Ukraińcy na polskich emeryturach. Wystarczy jedna składka, by ZUS wypłacił im świadczenie

Kamil Rakosza-Napieraj
09 czerwca 2023, 08:50 • 1 minuta czytania
Polsko-ukraińskie i polsko-białoruskie umowy w zakresie świadczenia emerytur z ZUS dla cudzoziemców są bardzo niekorzystne dla naszego systemu. Pracownikom ze Wschodu wystarczy bowiem opłacenie jednej składki miesięcznej, by załapać się na minimalną emeryturę. To daje pole do nadużyć.
Ukraińcy i Białorusiny mogą liczyć na polską emeryturę minimalną po opłaceniu jednej składki. Fot. Piotr Kamionka/Reporter
Więcej ciekawych artykułów znajdziesz na stronie głównej

Jak podaje "Rzeczpospolita", w internecie krążą porady dla Ukraińców, jak szybko uzyskać, praktycznie po tygodniu pracy w naszym kraju, polską emeryturę minimalną. Brzmi absurdalnie, ale polskie prawo rzeczywiście daje taką możliwość pracownikom zza wschodniej granicy.

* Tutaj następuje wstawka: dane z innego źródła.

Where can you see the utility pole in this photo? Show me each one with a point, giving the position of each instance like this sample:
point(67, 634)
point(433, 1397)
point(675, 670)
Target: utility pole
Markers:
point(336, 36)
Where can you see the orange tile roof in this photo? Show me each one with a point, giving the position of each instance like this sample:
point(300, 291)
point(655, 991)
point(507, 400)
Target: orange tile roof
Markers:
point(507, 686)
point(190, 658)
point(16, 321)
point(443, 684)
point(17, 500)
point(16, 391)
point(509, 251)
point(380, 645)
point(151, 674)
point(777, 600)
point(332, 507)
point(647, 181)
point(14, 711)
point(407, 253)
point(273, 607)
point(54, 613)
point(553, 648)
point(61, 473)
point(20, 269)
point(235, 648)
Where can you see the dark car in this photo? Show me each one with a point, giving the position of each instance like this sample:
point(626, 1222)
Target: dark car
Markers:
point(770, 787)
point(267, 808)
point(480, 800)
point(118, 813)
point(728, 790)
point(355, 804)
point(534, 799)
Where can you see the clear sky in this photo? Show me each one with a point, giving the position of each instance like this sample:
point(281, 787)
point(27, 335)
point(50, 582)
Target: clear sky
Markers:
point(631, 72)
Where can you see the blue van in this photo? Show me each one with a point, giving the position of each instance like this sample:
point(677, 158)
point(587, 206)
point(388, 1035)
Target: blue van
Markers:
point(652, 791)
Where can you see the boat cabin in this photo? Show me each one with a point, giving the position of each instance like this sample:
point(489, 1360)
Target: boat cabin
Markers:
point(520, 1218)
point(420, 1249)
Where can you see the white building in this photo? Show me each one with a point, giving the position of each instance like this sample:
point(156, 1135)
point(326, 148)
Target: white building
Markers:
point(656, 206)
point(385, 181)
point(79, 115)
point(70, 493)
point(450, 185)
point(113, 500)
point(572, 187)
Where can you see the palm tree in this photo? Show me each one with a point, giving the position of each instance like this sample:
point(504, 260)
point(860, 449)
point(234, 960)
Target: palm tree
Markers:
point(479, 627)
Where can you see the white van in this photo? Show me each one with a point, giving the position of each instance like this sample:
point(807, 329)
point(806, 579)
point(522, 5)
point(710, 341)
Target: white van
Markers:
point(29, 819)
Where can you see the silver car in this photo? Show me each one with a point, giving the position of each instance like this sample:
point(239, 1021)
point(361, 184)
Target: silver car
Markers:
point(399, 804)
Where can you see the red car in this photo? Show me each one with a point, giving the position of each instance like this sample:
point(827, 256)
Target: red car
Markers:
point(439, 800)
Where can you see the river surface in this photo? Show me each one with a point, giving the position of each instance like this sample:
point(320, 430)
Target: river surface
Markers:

– Nie ma minimalnego okresu – wystarczy "jedna składka". Zatem jeśli ktoś pracował w Polsce i w Ukrainie, może otrzymywać dwie emerytury lub renty – od ZUS oraz z ukraińskiej instytucji ubezpieczeniowej. Musi jednak spełnić warunki do przyznania tych świadczeń, które są określone w przepisach obowiązujących w Polsce oraz w Ukrainie. W Polsce przepisy są liberalne i po jednej składce wypłacane są świadczenia – wyjaśniał w rozmowie z "Rz" dr Antoni Kolek, prezes Instytutu Emerytalnego.

Ukraińcy na polskich emeryturach

Jak wyjaśnia dziennik, jeśli jakiś Białorusin czy Ukrainiec, który pracował u siebie, ale przyjechał do Polski i jest w wieku emerytalnym (60 lat dla kobiet i 65 lat dla mężczyzn), może spodziewać się, że polski ZUS dopłaci różnicę z jego emerytury do emerytury minimalnej w Polsce (od marca tego roku wynosi 1588 zł brutto).

"Różnica jest znaczna, bo w 2021 r. minimalna emerytura w Ukrainie wynosiła zaledwie 1854 hrywny, a więc 283 złote, średnia ok. 500 zł" – czytamy.

W "Rzeczpospolitej" czytamy, że w ciągu sześciu lat kwoty z ZUS wydane tylko na renty dla obywateli Ukrainy wzrosły ze 120 tys. w 2017 r. do 1,2 mln zł w ubiegłym roku.

PiS chce obniżyć wiek emerytalny?

To, co zagrało w 2015 r. ma zagrać ponownie w 2023 r. Jak podała wyborcza.biz, już wkrótce Prawo i Sprawiedliwość ma włączyć w swojej kampanii wyborczej przekaz obniżenia wieku emerytalnego. Jak pisaliśmy w INNPoland, tym razem miałby on zostać zmniejszony o kilka lat w stosunku do obowiązujących przepisów.

Czytaj także: https://innpoland.pl/194891,gw-wiek-emerytalny-w-polsce-ponownie-obnizony-pis-idzie-na-calosc

– Kolejne obniżenie wieku emerytalnego oznaczać będzie problem zwłaszcza dla kobiet, bo będą dostawać często najniższe emerytury – podkreślał w rozmowie z portalem Oskar Sobolewski, założyciel inicjatywy Debata Emerytalna, ekspert emerytalny i rynku pracy w HRK.

Jak duża ma być obniżka wieku emerytalnego?

Jak podaje wyborcza.biz, jeśli kobieta rozpocznie pracę w wieku 20 lat, na emeryturę będzie mogła przejść, gdy skończy 55 lat. Mężczyzna, który rozpocznie pracę, mając 20 lat, będzie mógł odejść na emeryturę w wieku 60 lat, czyli pięć lat wcześniej niż dziś.

Przypomnijmy, że w 2017 r. PiS obniżył wiek emerytalny z obowiązujących ówcześnie 67 lat dla mężczyzn i kobiet na 65 lat dla panów i 60 lat dla pań.

- To jest rzecz niebywała. Cała Europa podwyższa wiek (emerytalny –red.), a my po raz drugi obniżamy. Taki system będzie coraz trudniej utrzymać. Nawet bogate Niemcy nie byłyby w stanie go finansować – powiedział "Wyborczej" dr Łukasz Wacławik z Wydziału Zarządzania krakowskiej Akademii Górniczo-Hutniczej.